Acting alone, the central bank will be unable to fix the problem of a cost-of-living crunch.
This squeeze on wallets has also come amid slowing growth, creating another uncomfortable bind for the central bank. Policymakers at Threadneedle Street’s best– and preferred – tool for containing the rate of price growth is to increase the key lending rate set by the Bank of England. This is presently at a historically low level of 0.1 per cent.
They decided not to raise it at their November meeting, despite market bets based on bullish language from the governor Andrew Bailey and some of his fellow rate-setters. Raising the key interest rate is traditionally a tool used to curb price rises generated by economic growth. It is meant to act as a break, to calm everything down and prevent the economy from overheating and then running out of steam.
Higher interest rates can dampen growth, by making it more expensive for households and businesses to borrow money. On the other hand, high inflation can eat into pay packets and crimp growth by gobbling up disposable incomes and business’ profits.
The Bank of England could find good reasons to avoid a shift in its position in November. Chief among them was it did not have a clear picture of how the labour market had reacted to the end of the furlough scheme.
Now, however, this reasonable excuse of not wishing to fly blind has gone. On Tuesday, figures for pay rolls from the ONS showed that employers had added 160,000 more workers to their payrolls in October, despite the end of pandemic support for employment.

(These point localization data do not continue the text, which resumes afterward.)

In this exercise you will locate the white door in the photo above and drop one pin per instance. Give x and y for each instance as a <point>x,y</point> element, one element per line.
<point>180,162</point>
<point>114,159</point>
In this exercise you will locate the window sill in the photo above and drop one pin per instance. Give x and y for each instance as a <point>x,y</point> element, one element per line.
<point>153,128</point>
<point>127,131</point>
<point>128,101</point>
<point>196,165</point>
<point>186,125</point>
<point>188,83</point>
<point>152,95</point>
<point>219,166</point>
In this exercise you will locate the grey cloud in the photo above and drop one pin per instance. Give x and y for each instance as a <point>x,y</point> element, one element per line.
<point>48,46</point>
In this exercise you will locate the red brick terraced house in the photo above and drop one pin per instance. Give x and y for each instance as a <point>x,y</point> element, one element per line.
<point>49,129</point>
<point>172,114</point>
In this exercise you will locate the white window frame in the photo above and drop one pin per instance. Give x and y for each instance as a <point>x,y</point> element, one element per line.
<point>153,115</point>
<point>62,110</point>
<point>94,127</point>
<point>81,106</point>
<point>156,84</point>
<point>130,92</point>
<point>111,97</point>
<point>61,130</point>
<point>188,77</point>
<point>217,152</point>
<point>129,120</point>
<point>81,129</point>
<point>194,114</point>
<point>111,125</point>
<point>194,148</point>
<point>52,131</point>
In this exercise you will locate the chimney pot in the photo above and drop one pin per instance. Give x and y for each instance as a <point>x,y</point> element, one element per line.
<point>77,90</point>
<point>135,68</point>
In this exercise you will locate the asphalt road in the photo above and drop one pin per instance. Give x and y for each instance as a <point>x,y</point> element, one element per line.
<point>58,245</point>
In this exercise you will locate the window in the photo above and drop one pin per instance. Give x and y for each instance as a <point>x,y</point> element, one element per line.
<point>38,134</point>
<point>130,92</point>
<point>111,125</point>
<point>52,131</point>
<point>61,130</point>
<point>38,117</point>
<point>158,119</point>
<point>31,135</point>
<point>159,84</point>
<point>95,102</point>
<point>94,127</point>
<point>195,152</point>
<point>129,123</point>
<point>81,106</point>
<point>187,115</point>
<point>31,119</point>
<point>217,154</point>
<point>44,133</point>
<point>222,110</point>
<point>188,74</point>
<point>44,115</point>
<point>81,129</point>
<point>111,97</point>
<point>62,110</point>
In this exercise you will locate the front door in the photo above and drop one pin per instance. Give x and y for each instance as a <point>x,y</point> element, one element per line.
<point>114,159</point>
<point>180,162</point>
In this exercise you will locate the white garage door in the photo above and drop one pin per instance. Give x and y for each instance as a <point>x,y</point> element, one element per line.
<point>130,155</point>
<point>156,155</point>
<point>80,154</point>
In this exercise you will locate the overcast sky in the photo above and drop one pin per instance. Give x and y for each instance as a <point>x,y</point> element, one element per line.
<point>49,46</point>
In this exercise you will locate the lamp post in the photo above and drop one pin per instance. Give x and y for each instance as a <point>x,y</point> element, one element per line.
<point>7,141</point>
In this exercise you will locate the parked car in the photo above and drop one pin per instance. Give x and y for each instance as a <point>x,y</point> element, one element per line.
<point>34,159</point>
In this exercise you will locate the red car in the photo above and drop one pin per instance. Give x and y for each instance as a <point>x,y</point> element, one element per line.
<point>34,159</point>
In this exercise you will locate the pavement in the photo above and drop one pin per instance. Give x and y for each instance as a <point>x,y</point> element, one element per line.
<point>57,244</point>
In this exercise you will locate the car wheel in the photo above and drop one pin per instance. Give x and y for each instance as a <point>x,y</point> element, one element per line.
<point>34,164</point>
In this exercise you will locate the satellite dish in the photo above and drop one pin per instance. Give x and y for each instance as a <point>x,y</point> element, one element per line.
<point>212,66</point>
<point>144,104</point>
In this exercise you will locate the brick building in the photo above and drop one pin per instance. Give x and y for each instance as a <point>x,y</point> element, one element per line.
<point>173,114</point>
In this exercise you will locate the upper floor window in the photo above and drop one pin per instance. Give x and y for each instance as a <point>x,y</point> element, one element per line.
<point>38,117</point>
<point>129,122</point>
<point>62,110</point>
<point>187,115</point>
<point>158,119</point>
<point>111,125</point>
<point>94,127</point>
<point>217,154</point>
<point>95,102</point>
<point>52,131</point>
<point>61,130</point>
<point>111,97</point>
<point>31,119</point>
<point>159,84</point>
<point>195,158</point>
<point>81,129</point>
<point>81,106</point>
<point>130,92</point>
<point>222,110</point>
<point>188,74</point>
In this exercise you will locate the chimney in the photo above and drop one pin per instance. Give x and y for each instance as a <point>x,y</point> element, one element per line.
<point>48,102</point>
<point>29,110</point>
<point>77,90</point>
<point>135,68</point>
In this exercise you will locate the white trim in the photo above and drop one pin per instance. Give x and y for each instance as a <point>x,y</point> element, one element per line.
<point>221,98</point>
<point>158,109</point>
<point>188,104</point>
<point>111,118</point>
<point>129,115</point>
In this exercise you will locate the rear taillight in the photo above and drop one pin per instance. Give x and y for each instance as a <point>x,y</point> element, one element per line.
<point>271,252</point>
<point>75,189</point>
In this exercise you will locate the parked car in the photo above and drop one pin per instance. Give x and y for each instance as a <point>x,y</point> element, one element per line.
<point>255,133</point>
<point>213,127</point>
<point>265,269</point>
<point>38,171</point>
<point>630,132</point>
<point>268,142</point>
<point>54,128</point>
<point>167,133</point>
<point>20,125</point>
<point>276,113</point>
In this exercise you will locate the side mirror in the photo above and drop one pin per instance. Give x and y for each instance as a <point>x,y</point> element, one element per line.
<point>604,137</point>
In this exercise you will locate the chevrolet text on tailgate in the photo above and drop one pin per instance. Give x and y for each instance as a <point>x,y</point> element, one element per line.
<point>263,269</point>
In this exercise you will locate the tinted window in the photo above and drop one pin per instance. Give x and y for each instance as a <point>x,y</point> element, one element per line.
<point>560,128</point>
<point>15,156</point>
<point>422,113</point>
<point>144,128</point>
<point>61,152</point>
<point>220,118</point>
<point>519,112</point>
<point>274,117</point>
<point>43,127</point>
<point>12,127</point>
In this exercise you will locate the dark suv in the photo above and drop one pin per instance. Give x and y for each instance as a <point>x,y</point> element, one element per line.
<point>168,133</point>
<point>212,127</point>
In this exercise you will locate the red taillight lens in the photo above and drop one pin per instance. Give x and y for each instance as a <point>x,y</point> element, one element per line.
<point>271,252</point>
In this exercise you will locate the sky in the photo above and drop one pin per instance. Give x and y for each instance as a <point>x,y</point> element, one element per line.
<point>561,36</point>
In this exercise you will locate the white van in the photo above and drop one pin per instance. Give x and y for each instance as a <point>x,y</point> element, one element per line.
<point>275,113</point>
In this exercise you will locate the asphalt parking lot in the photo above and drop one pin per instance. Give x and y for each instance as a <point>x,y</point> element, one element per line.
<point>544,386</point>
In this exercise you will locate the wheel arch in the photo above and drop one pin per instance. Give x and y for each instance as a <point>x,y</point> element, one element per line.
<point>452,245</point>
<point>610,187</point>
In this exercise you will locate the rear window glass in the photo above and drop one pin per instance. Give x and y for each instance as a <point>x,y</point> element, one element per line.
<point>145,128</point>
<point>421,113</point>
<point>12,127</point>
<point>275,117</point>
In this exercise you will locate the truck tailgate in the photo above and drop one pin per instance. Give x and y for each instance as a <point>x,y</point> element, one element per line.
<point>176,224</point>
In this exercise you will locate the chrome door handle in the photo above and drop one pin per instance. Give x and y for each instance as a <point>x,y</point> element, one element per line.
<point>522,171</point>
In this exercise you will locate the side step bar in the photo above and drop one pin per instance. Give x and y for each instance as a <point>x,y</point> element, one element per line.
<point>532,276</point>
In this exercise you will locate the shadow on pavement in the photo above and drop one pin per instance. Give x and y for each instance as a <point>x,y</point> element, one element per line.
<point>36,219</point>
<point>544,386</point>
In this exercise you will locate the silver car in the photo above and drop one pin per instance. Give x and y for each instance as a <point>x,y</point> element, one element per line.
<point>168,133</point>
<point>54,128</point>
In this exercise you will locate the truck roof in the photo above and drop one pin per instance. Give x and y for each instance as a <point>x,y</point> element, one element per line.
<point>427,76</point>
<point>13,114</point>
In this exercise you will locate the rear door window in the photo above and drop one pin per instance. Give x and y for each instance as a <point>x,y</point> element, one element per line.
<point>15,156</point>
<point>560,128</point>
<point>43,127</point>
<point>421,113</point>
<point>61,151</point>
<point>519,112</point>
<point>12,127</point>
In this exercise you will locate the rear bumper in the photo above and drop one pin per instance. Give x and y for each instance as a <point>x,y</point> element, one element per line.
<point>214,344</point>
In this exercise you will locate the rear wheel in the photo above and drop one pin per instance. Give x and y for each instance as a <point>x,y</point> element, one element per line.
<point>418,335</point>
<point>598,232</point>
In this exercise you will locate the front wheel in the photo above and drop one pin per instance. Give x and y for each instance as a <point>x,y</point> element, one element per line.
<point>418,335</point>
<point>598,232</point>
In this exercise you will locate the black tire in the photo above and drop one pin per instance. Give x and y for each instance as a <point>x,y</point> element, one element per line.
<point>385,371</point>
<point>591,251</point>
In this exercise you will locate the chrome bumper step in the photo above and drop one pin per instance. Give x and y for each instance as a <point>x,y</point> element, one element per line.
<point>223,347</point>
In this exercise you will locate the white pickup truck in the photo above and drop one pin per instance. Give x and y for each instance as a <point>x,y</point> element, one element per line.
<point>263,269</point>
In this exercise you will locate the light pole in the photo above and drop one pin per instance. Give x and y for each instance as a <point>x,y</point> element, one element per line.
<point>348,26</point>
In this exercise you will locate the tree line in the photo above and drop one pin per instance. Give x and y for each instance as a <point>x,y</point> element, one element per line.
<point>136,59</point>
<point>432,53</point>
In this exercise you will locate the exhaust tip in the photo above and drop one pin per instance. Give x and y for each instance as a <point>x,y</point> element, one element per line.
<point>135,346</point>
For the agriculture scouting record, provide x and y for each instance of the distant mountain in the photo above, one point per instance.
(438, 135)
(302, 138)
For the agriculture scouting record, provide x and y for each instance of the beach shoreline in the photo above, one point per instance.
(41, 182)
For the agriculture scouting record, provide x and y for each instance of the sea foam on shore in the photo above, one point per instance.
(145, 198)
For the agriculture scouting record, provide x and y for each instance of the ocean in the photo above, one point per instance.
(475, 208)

Taking a closer look at the data suggests that there may be greater slack in the labour market than first meets the eye. Economists including the ONS’s own head of economic statistics, Sam Beckett, have noted that many workers could have been serving out notice periods in October, effectively still recorded as employed when they are, in fact, out of a job.
Meanwhile, Samuel Tombs and Gabriella Dickens, both UK economists at Pantheon Macroeconomics, have warned that employees may not be returning to work the same number of hours they had pre-pandemic. Low response rates to ONS’s business surveys, they say, could be hiding a weaker picture. There has also been a cooling in an average (median) of pay-as-you-earn month-to-month pay growth. It fell by 0.2 per cent in October, the first drop since April 2020.
These are the kind of signals that could drive some reluctance among rate setters to hike just yet. And there is another round of employment data due just ahead of their next meeting in December.
Bailey may, as he told MPs on the Common’s Treasury Committee on Monday, be feeling “very uneasy” about inflation. But he and his colleagues might also feel very uneasy about raising rates this December, too.
Even if the central bank does move to increase rates above 0.1 per cent, few economists expect this to make any meaningful impact on the short- and medium-term squeeze on households’ incomes and business profits. But if it does, it might just put the inflation ball back in Sunak’s court.